Pescatori sul Quarnero

di

Neumann Antonio




Rammentiamo quelli della bella Valsantamarina, oggi Draga di Moschiena o Moscenize Draga. Il più caratteristico era Andre pronunciato con la A iniziale accentata, un pezzo d’uomo atticciato da prendere da negro per l’abbronzatura di stagioni sull’epidermide scoperta, specie nei mesi estivi quando esibiva il suo largo torace, le robuste braccia, la faccia raggrinzita e le fessure degli occhi rimpiccioliti dall’azione del sole. Pescatore si ma anche uomo tuttofare nel piccolo paese, disponibile a qualsiasi genere di lavoro, dal rimessaggio d’un’ imbarcazione di un villeggiante alla saldatura del fondo d’una padella di una massaia, dalla paziente riparazione di una rete lacerata al cambio di una lampadina bruciata. S’impicciava anche nei pochi motori fuoribordo di allora.

Parlava un dialetto stretto, a volte non discernibile la qual cosa provocava da parte sua grida gutturali di insoddisfazione. Andava a seconda degli umori, in genere variabili. C’era la giornata che salpava al mattino presto sul suo gozzo grigio cupo dall’impavesata d’un rosso scuro che rendeva la sua barca un tantino lugubre, per rientrare a sera tardi con il pescato. Per magari, il giorno seguente, ormeggiare l’imbarcazione armata a vela in prossimità del bagnasciuga della spiaggia ghiaiosa in attesa di clienti tra i villeggianti.

Fu lui, tra improperi ed urla ad insegnarmi l’arte del veleggiare. Perché noi s’era in un certo senso soci. Nelle serate della tratta mi ponevo io, accovacciato a prora, a pompare il carburo della lampara; allorchè decideva di fare il noleggiatore lo sostituivo nelle sue frequenti visite all’osteria, non era un ubriacone, si lamentava solo che aveva sempre le labbra secche. Inoltre, tutte le volte che un vaporino non riusciva ad attraccare al moletto a causa del mare eccessivamente mosso, si usciva insieme con il suo gozzo per trasbordare a terra i passeggeri. Solo che dopo il primo tragitto lui si soffermava in banchina a discutere il prezzo ingiungendomi di ritornare da solo al piroscafo per non perdere i clienti. E così lui rimaneva a terra a discutere ed io a vogare avanti ed indietro. Va detto che poi, onestamente, ci si divideva il ricavato.

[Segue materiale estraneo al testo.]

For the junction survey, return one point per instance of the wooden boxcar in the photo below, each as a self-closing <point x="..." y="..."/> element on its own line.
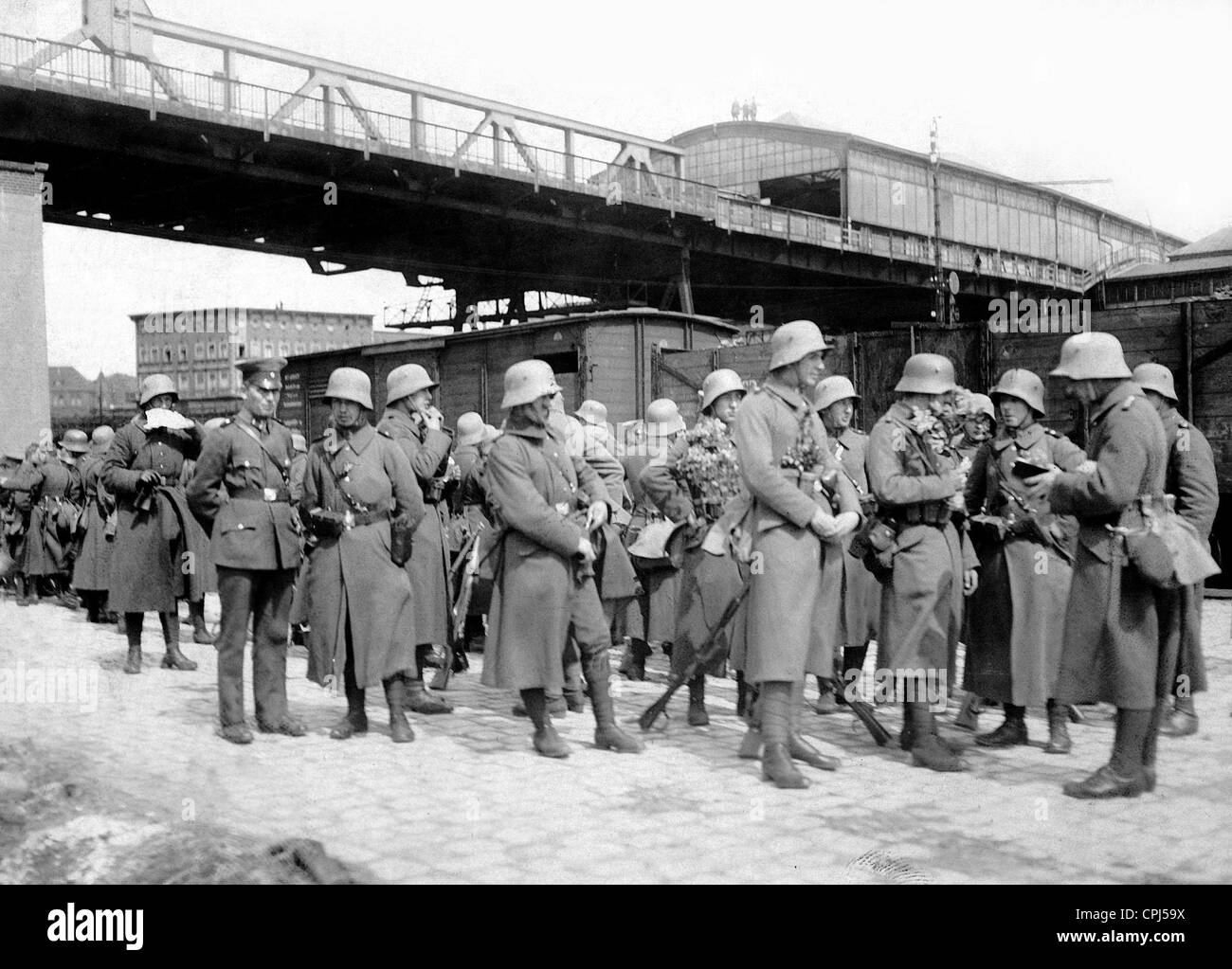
<point x="607" y="356"/>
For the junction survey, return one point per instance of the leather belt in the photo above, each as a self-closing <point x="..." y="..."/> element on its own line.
<point x="263" y="493"/>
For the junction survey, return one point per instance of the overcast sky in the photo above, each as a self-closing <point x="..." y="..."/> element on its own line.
<point x="1130" y="91"/>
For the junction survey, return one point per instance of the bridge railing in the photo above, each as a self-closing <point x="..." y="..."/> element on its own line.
<point x="161" y="89"/>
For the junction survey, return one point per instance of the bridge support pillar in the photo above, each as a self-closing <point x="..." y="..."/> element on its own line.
<point x="25" y="392"/>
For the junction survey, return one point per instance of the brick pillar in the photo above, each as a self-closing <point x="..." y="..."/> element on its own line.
<point x="25" y="394"/>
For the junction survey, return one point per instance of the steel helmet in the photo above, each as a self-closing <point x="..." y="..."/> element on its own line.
<point x="155" y="385"/>
<point x="469" y="429"/>
<point x="718" y="383"/>
<point x="927" y="373"/>
<point x="526" y="382"/>
<point x="1158" y="378"/>
<point x="833" y="389"/>
<point x="591" y="411"/>
<point x="406" y="381"/>
<point x="1024" y="386"/>
<point x="348" y="383"/>
<point x="1092" y="356"/>
<point x="793" y="341"/>
<point x="75" y="441"/>
<point x="663" y="418"/>
<point x="981" y="404"/>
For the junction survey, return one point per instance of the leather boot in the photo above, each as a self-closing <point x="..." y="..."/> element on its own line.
<point x="173" y="659"/>
<point x="1124" y="776"/>
<point x="799" y="747"/>
<point x="928" y="750"/>
<point x="607" y="734"/>
<point x="776" y="763"/>
<point x="420" y="701"/>
<point x="1011" y="731"/>
<point x="356" y="721"/>
<point x="547" y="743"/>
<point x="200" y="631"/>
<point x="1059" y="729"/>
<point x="698" y="715"/>
<point x="134" y="632"/>
<point x="395" y="698"/>
<point x="1182" y="721"/>
<point x="969" y="717"/>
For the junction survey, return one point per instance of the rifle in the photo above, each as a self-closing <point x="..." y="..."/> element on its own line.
<point x="702" y="655"/>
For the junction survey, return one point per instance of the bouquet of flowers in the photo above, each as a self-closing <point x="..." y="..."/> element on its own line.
<point x="710" y="468"/>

C’era poi Giacomo che dal suo sempre lindo gozzo parlava con il mare. Era considerato l’inocuo scemo del villaggio. Sempre ben vestito e curato, non fraternizzava con nessuno, quelle poche parole che gli uscivano dalla bocca erano più che altro suoni gutturali, in mare remava sempre lentamente, ogni tanto si fermava, si alzava in piedi dallo scanno e protendeva le mani sulle onde, proferendo strane parole, e proseguiva nel suo gesticolare per qualche minuto per poi riprendere la voga. Effettuava la pesca dei pesci “moli”, come li chiamavamo noi, specie di naselli quasi bianchi belli grossi. Di fondo. Al largo della costa sotto Bersezio, ad un cento, duecento metri dalla costa.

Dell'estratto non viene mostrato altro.